Oscar the Cat: Oscar the cat’s hind legs were severed by a combine harvester while he snoozed in a maize field near his home in Jersey off the mainland of the United Kingdom. A passing cyclist found him and brought him back to his owners; at the time they said he was so covered in blood there was no way they thought he would make it. They got him to an animal hospital known for its pioneering work on the mainland of the UK, and Oscar was given then-unheard-of surgery and fitted with implanted prosthetics. He has been through a few surgeries to ensure the prosthetics are functioning properly and is known as Oscar the Bionic Cat.
These stories are becoming legion, with more and more extraordinary tales of survival and improved quality of life across a larger and larger variety of species all the time. One of the most important considerations, though, must be whether or not a prosthetic will help with improving the animal’s quality of life.
It’s easy to think that we know what is best for our pet, but it’s important to pay attention to the very real concerns about what a prosthetic will help them gain...and what it will not. A prosthetic isn’t the same as an original limb, no matter how hard we all want it to be. And it’s important to consider your pet’s happiness, possibly in contrast to your own. Your happiness at the thought of your pet successfully using a prosthetic may not be the same as your pet’s, and it’s important that you are able to differentiate between the two.
There are three major considerations to make if you are considering a prosthetic for your pet:
- Challenges for your pet: Device suspension, device rotation, and occasionally friction pressure sores are all considerations to make in terms of whether or not a prosthetic will do greater harm than good for your pet, by yourself, your vet, and your prosthetist.
- Is your pet a good candidate? Certain requirements exist that must be met to make sure that your pet will be comfortable and adapt well to a new limb.
- Make sure you and your vet’s goals are the same: Prosthetics can be made to meet so many goals it is important to ensure you’re on the same page in terms of mobility, type of support, stress, and movement, and other issues that will arise as your pet begins to use their prosthetic.

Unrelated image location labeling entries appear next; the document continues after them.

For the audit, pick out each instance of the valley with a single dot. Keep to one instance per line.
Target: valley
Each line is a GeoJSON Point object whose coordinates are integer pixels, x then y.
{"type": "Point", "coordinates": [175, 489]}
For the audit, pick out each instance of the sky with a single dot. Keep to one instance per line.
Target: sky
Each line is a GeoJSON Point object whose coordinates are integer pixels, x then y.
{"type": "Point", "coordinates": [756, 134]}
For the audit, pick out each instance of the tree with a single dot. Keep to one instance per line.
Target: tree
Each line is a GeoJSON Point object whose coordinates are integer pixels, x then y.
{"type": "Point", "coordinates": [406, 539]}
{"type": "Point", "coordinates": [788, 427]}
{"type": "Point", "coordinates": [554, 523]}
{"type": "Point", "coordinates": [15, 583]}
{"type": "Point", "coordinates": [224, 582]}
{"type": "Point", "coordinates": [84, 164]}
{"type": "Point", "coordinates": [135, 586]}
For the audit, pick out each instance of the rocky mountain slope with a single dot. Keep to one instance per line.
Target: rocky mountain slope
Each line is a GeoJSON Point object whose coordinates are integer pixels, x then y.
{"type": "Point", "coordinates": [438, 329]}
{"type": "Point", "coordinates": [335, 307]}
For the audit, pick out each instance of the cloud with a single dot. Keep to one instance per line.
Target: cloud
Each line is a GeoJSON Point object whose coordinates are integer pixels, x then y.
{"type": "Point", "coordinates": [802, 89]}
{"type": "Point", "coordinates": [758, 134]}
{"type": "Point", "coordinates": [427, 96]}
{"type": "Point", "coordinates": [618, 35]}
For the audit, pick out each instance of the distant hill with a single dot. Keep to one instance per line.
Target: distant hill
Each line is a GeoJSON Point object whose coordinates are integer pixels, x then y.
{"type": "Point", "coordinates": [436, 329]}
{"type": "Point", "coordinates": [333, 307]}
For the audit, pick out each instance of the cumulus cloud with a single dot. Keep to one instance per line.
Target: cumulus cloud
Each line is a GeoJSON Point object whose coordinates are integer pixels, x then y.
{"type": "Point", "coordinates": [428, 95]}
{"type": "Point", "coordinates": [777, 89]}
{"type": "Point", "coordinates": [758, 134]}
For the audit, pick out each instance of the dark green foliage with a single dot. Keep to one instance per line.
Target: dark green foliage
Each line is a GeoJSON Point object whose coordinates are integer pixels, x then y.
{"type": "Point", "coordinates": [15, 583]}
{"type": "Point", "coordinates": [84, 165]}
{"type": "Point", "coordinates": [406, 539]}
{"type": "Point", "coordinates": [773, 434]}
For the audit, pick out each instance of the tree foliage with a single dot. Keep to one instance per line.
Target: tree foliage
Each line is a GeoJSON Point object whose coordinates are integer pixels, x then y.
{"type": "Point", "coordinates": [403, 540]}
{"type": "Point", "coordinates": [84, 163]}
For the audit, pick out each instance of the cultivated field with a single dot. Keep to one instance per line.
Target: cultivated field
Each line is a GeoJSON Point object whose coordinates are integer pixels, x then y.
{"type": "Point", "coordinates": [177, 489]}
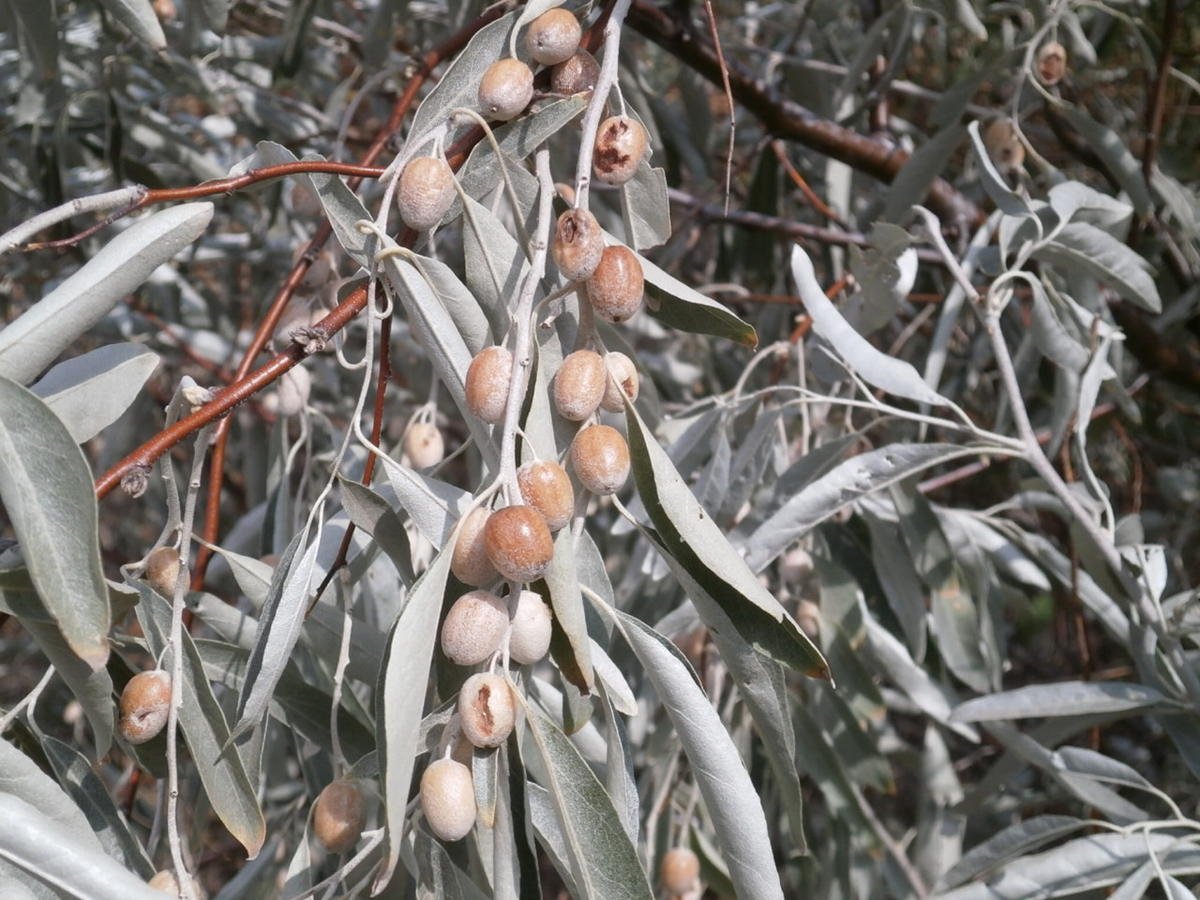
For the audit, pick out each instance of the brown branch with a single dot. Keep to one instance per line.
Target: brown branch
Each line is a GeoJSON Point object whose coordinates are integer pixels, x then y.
{"type": "Point", "coordinates": [790, 120]}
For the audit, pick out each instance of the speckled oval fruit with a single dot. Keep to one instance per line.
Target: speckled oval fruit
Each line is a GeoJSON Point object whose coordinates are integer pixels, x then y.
{"type": "Point", "coordinates": [576, 75]}
{"type": "Point", "coordinates": [519, 543]}
{"type": "Point", "coordinates": [339, 815]}
{"type": "Point", "coordinates": [622, 381]}
{"type": "Point", "coordinates": [619, 148]}
{"type": "Point", "coordinates": [469, 562]}
{"type": "Point", "coordinates": [162, 570]}
{"type": "Point", "coordinates": [505, 89]}
{"type": "Point", "coordinates": [553, 36]}
{"type": "Point", "coordinates": [679, 870]}
{"type": "Point", "coordinates": [424, 445]}
{"type": "Point", "coordinates": [545, 486]}
{"type": "Point", "coordinates": [487, 709]}
{"type": "Point", "coordinates": [579, 385]}
{"type": "Point", "coordinates": [579, 244]}
{"type": "Point", "coordinates": [448, 799]}
{"type": "Point", "coordinates": [474, 628]}
{"type": "Point", "coordinates": [617, 286]}
{"type": "Point", "coordinates": [600, 459]}
{"type": "Point", "coordinates": [529, 639]}
{"type": "Point", "coordinates": [487, 383]}
{"type": "Point", "coordinates": [425, 192]}
{"type": "Point", "coordinates": [144, 706]}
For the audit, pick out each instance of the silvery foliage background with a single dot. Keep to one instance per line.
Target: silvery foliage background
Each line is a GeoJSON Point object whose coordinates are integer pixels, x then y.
{"type": "Point", "coordinates": [966, 748]}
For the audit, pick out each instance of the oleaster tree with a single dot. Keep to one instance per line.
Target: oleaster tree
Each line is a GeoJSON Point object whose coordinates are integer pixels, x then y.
{"type": "Point", "coordinates": [390, 507]}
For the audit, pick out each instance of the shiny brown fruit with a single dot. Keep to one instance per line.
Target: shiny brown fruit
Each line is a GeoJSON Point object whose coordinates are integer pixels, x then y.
{"type": "Point", "coordinates": [553, 36]}
{"type": "Point", "coordinates": [145, 703]}
{"type": "Point", "coordinates": [579, 385]}
{"type": "Point", "coordinates": [469, 562]}
{"type": "Point", "coordinates": [487, 384]}
{"type": "Point", "coordinates": [545, 486]}
{"type": "Point", "coordinates": [425, 192]}
{"type": "Point", "coordinates": [600, 459]}
{"type": "Point", "coordinates": [619, 148]}
{"type": "Point", "coordinates": [579, 244]}
{"type": "Point", "coordinates": [487, 709]}
{"type": "Point", "coordinates": [505, 89]}
{"type": "Point", "coordinates": [519, 543]}
{"type": "Point", "coordinates": [339, 816]}
{"type": "Point", "coordinates": [617, 286]}
{"type": "Point", "coordinates": [623, 381]}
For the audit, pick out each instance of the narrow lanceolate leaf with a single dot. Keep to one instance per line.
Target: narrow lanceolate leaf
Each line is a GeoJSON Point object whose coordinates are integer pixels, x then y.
{"type": "Point", "coordinates": [847, 483]}
{"type": "Point", "coordinates": [30, 343]}
{"type": "Point", "coordinates": [46, 849]}
{"type": "Point", "coordinates": [693, 540]}
{"type": "Point", "coordinates": [604, 862]}
{"type": "Point", "coordinates": [876, 367]}
{"type": "Point", "coordinates": [46, 490]}
{"type": "Point", "coordinates": [1061, 699]}
{"type": "Point", "coordinates": [729, 793]}
{"type": "Point", "coordinates": [207, 732]}
{"type": "Point", "coordinates": [401, 700]}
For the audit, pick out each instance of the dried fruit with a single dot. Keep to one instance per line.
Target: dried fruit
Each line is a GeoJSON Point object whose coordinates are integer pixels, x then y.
{"type": "Point", "coordinates": [600, 459]}
{"type": "Point", "coordinates": [162, 570]}
{"type": "Point", "coordinates": [529, 639]}
{"type": "Point", "coordinates": [679, 870]}
{"type": "Point", "coordinates": [474, 628]}
{"type": "Point", "coordinates": [616, 287]}
{"type": "Point", "coordinates": [519, 543]}
{"type": "Point", "coordinates": [487, 383]}
{"type": "Point", "coordinates": [576, 75]}
{"type": "Point", "coordinates": [339, 815]}
{"type": "Point", "coordinates": [579, 385]}
{"type": "Point", "coordinates": [619, 148]}
{"type": "Point", "coordinates": [579, 244]}
{"type": "Point", "coordinates": [487, 709]}
{"type": "Point", "coordinates": [553, 36]}
{"type": "Point", "coordinates": [622, 381]}
{"type": "Point", "coordinates": [424, 445]}
{"type": "Point", "coordinates": [144, 706]}
{"type": "Point", "coordinates": [425, 192]}
{"type": "Point", "coordinates": [469, 562]}
{"type": "Point", "coordinates": [505, 89]}
{"type": "Point", "coordinates": [448, 799]}
{"type": "Point", "coordinates": [545, 486]}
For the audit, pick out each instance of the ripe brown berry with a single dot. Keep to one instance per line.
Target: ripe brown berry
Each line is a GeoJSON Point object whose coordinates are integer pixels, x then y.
{"type": "Point", "coordinates": [600, 459]}
{"type": "Point", "coordinates": [616, 287]}
{"type": "Point", "coordinates": [474, 628]}
{"type": "Point", "coordinates": [487, 383]}
{"type": "Point", "coordinates": [339, 815]}
{"type": "Point", "coordinates": [545, 486]}
{"type": "Point", "coordinates": [622, 381]}
{"type": "Point", "coordinates": [448, 799]}
{"type": "Point", "coordinates": [487, 709]}
{"type": "Point", "coordinates": [619, 148]}
{"type": "Point", "coordinates": [679, 870]}
{"type": "Point", "coordinates": [424, 445]}
{"type": "Point", "coordinates": [1051, 64]}
{"type": "Point", "coordinates": [469, 562]}
{"type": "Point", "coordinates": [505, 89]}
{"type": "Point", "coordinates": [553, 36]}
{"type": "Point", "coordinates": [579, 244]}
{"type": "Point", "coordinates": [529, 637]}
{"type": "Point", "coordinates": [162, 570]}
{"type": "Point", "coordinates": [576, 75]}
{"type": "Point", "coordinates": [425, 192]}
{"type": "Point", "coordinates": [144, 706]}
{"type": "Point", "coordinates": [579, 385]}
{"type": "Point", "coordinates": [519, 543]}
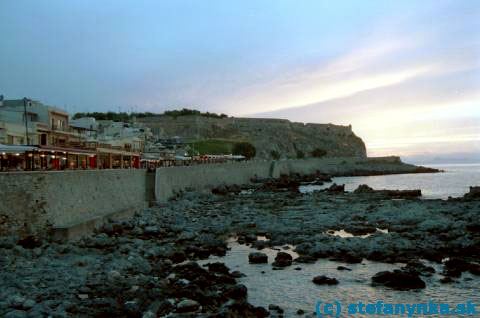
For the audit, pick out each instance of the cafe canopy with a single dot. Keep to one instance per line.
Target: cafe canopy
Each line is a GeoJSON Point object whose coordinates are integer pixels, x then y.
{"type": "Point", "coordinates": [9, 149]}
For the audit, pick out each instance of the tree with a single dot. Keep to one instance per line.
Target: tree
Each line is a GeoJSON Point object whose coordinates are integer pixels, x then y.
{"type": "Point", "coordinates": [245, 149]}
{"type": "Point", "coordinates": [275, 154]}
{"type": "Point", "coordinates": [300, 154]}
{"type": "Point", "coordinates": [318, 153]}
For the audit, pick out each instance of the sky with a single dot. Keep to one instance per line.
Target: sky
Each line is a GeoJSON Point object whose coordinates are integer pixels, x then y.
{"type": "Point", "coordinates": [404, 74]}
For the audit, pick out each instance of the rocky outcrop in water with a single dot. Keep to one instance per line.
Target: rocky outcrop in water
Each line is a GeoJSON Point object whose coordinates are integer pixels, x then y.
{"type": "Point", "coordinates": [401, 280]}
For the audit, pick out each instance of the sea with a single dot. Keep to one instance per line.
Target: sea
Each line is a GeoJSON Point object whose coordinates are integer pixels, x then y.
{"type": "Point", "coordinates": [454, 181]}
{"type": "Point", "coordinates": [292, 288]}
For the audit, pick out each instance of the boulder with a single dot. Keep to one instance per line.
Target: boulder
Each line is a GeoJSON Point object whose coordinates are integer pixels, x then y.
{"type": "Point", "coordinates": [400, 280]}
{"type": "Point", "coordinates": [187, 305]}
{"type": "Point", "coordinates": [324, 280]}
{"type": "Point", "coordinates": [473, 194]}
{"type": "Point", "coordinates": [282, 260]}
{"type": "Point", "coordinates": [257, 258]}
{"type": "Point", "coordinates": [336, 188]}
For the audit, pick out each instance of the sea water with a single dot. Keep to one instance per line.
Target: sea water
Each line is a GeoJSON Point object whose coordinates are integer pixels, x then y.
{"type": "Point", "coordinates": [454, 181]}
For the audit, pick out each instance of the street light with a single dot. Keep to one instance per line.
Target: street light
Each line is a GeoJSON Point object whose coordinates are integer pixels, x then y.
{"type": "Point", "coordinates": [26, 119]}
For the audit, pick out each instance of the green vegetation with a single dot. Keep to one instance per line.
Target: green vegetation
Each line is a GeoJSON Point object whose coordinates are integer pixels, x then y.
{"type": "Point", "coordinates": [189, 112]}
{"type": "Point", "coordinates": [300, 154]}
{"type": "Point", "coordinates": [275, 154]}
{"type": "Point", "coordinates": [244, 149]}
{"type": "Point", "coordinates": [212, 147]}
{"type": "Point", "coordinates": [126, 117]}
{"type": "Point", "coordinates": [319, 153]}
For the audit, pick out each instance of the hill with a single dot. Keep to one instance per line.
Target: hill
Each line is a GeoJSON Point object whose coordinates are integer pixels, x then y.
{"type": "Point", "coordinates": [271, 137]}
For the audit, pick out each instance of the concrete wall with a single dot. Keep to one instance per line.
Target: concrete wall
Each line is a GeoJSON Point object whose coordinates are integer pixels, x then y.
{"type": "Point", "coordinates": [69, 203]}
{"type": "Point", "coordinates": [38, 202]}
{"type": "Point", "coordinates": [171, 180]}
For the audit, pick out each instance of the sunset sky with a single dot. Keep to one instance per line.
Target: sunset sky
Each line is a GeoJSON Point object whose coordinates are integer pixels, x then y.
{"type": "Point", "coordinates": [405, 74]}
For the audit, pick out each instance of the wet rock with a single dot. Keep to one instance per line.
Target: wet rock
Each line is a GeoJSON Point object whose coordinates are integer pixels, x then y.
{"type": "Point", "coordinates": [335, 188]}
{"type": "Point", "coordinates": [282, 260]}
{"type": "Point", "coordinates": [324, 280]}
{"type": "Point", "coordinates": [16, 314]}
{"type": "Point", "coordinates": [257, 258]}
{"type": "Point", "coordinates": [218, 268]}
{"type": "Point", "coordinates": [416, 266]}
{"type": "Point", "coordinates": [398, 279]}
{"type": "Point", "coordinates": [30, 242]}
{"type": "Point", "coordinates": [473, 194]}
{"type": "Point", "coordinates": [363, 188]}
{"type": "Point", "coordinates": [237, 292]}
{"type": "Point", "coordinates": [285, 182]}
{"type": "Point", "coordinates": [28, 304]}
{"type": "Point", "coordinates": [187, 305]}
{"type": "Point", "coordinates": [237, 274]}
{"type": "Point", "coordinates": [454, 267]}
{"type": "Point", "coordinates": [152, 231]}
{"type": "Point", "coordinates": [17, 301]}
{"type": "Point", "coordinates": [226, 189]}
{"type": "Point", "coordinates": [446, 280]}
{"type": "Point", "coordinates": [305, 259]}
{"type": "Point", "coordinates": [276, 308]}
{"type": "Point", "coordinates": [394, 194]}
{"type": "Point", "coordinates": [132, 307]}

As always, it is imperative to include your prosthetist in many of these conversations to ensure everyone is on the same page.
As your prosthetist, we will generally communicate primarily with your vet about all of the specifics of the prosthetics. We’ll make sure we discuss everything we’ve discussed above as well as anything more that needs to be discussed in order to determine the right fit for your pet the first time.
We will ship you a casting kit along with everything you need to cast your pet. If you are not comfortable casting your pet, please make an appointment with your veterinarian to assist you in the casting process. Your veterinarian will be involved in this process, so having them cast your pet for you may be a good idea; if they are familiar with your pet and you feel comfortable casting the animal, it isn’t necessary to have the vet do the casting, however.